OpenAI Urges U.S. to Prioritize AI Over Copyright — Or Risk Losing to China

OpenAI is urging the U.S. government to expand fair use laws, arguing that restricted access to copyrighted data will allow China to win the AI race. The company frames data scraping as a national security issue, despite facing its own accusations of unauthorized data use. Critics warn this approach threatens copyright protections and creator rights in favor of unchecked AI development.

POLICY

The AI Maker

6/19/20252 min read

an image of an AI robot being blocked by government over security with china vs the united states
an image of an AI robot being blocked by government over security with china vs the united states

In a bold and controversial move, OpenAI has sounded the alarm: if U.S. companies are denied access to copyrighted materials for training large language models, the country risks falling behind in the global AI race.
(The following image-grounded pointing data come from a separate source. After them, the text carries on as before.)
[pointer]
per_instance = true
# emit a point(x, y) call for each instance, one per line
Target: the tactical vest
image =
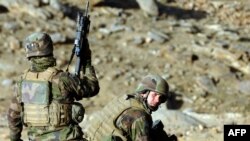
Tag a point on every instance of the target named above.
point(103, 122)
point(39, 109)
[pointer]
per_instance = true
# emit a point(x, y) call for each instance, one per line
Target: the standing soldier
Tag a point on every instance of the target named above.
point(128, 118)
point(45, 100)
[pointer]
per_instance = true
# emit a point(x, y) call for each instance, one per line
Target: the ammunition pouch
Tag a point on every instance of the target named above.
point(77, 112)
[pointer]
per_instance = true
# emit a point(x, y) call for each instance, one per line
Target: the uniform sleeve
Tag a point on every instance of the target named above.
point(136, 124)
point(14, 120)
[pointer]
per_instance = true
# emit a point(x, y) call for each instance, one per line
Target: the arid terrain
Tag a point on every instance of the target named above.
point(201, 47)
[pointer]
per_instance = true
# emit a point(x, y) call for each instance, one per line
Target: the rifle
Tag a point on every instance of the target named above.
point(159, 134)
point(81, 40)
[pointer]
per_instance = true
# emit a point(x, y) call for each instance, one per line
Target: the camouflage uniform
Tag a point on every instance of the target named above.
point(127, 118)
point(45, 97)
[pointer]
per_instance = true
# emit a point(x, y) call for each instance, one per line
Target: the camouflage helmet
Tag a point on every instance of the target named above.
point(154, 83)
point(38, 44)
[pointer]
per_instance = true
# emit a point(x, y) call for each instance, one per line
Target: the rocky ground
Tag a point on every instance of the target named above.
point(201, 47)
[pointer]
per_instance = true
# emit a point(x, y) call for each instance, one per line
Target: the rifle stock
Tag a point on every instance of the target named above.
point(81, 40)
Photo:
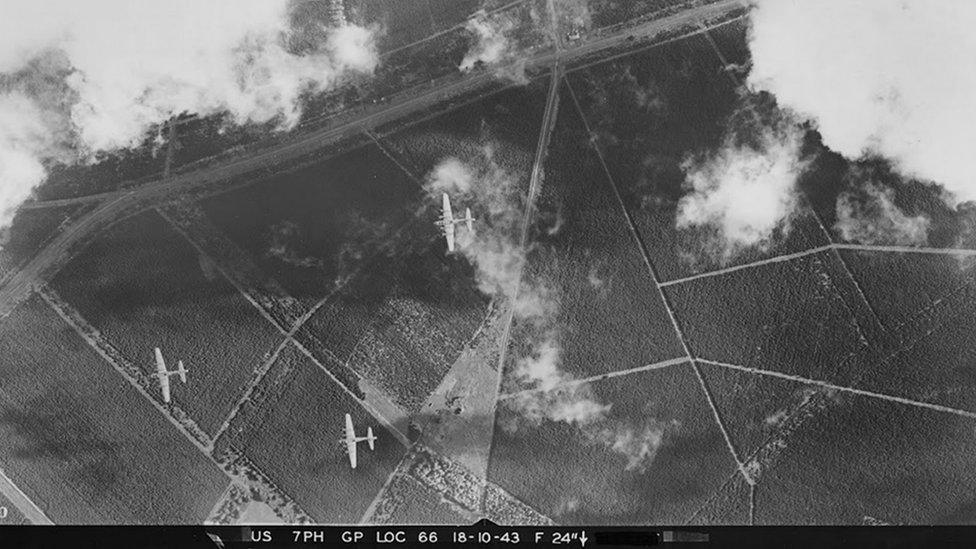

The message, delivered via a policy proposal to the White House Office of Science and Technology Policy, takes a familiar turn — invoking national security, economic dominance, and the looming threat of China.

OpenAI, led by Sam Altman, argues that American AI competitiveness hinges on the ability to scrape and use copyrighted content under the doctrine of fair use — a legal principle historically applied to quotations, commentary, and criticism. But the company wants that definition expanded to legitimize large-scale ingestion of copyrighted text for model training.

According to Ars Technica, OpenAI frames the debate not as one of ethics or legality, but as a geopolitical imperative. “If the PRC's developers have unfettered access to data and American companies are left without fair use access, the race for AI is effectively over,” the company warns, using the formal “People’s Republic of China” terminology throughout the proposal for added emphasis.

OpenAI's submission comes at a time when legal challenges from media giants like The New York Times have cast a long shadow over how AI companies source their training data. Critics have blasted the practice of training AI on copyrighted works without permission — especially when AI outputs sometimes mirror original content too closely. From a publisher’s perspective, this isn’t innovation — it’s plagiarism wrapped in code.

Yet OpenAI is doubling down, saying that regulating training data too tightly could hamstring American innovation and even compromise national security. Citing rapid advancements from Chinese models like DeepSeek, OpenAI suggests that America's AI lead is fragile, and data access is key to staying ahead.

The irony here is rich: OpenAI itself has accused others — including DeepSeek — of using its models or data without permission. But this inconvenient fact is conspicuously absent from its official plea for leniency on data scraping. The contradiction hasn’t gone unnoticed.

At its core, this debate touches on the unresolved tension between copyright protections and the training needs of modern AI systems. While OpenAI casts this as a high-stakes global battle, creators and rights holders see it as a violation of intellectual property that could upend industries already disrupted by AI.

Will former President Donald Trump, back in the political spotlight, respond favorably to OpenAI’s lobbying? That remains to be seen. If he does, it could set the stage for a sweeping redefinition of fair use in the AI era — one that might favor tech companies over content creators.

As AI continues to reshape global power dynamics, the U.S. must decide: is unfettered data access a competitive necessity, or is it a step too far in sacrificing creators’ rights for the sake of national advantage?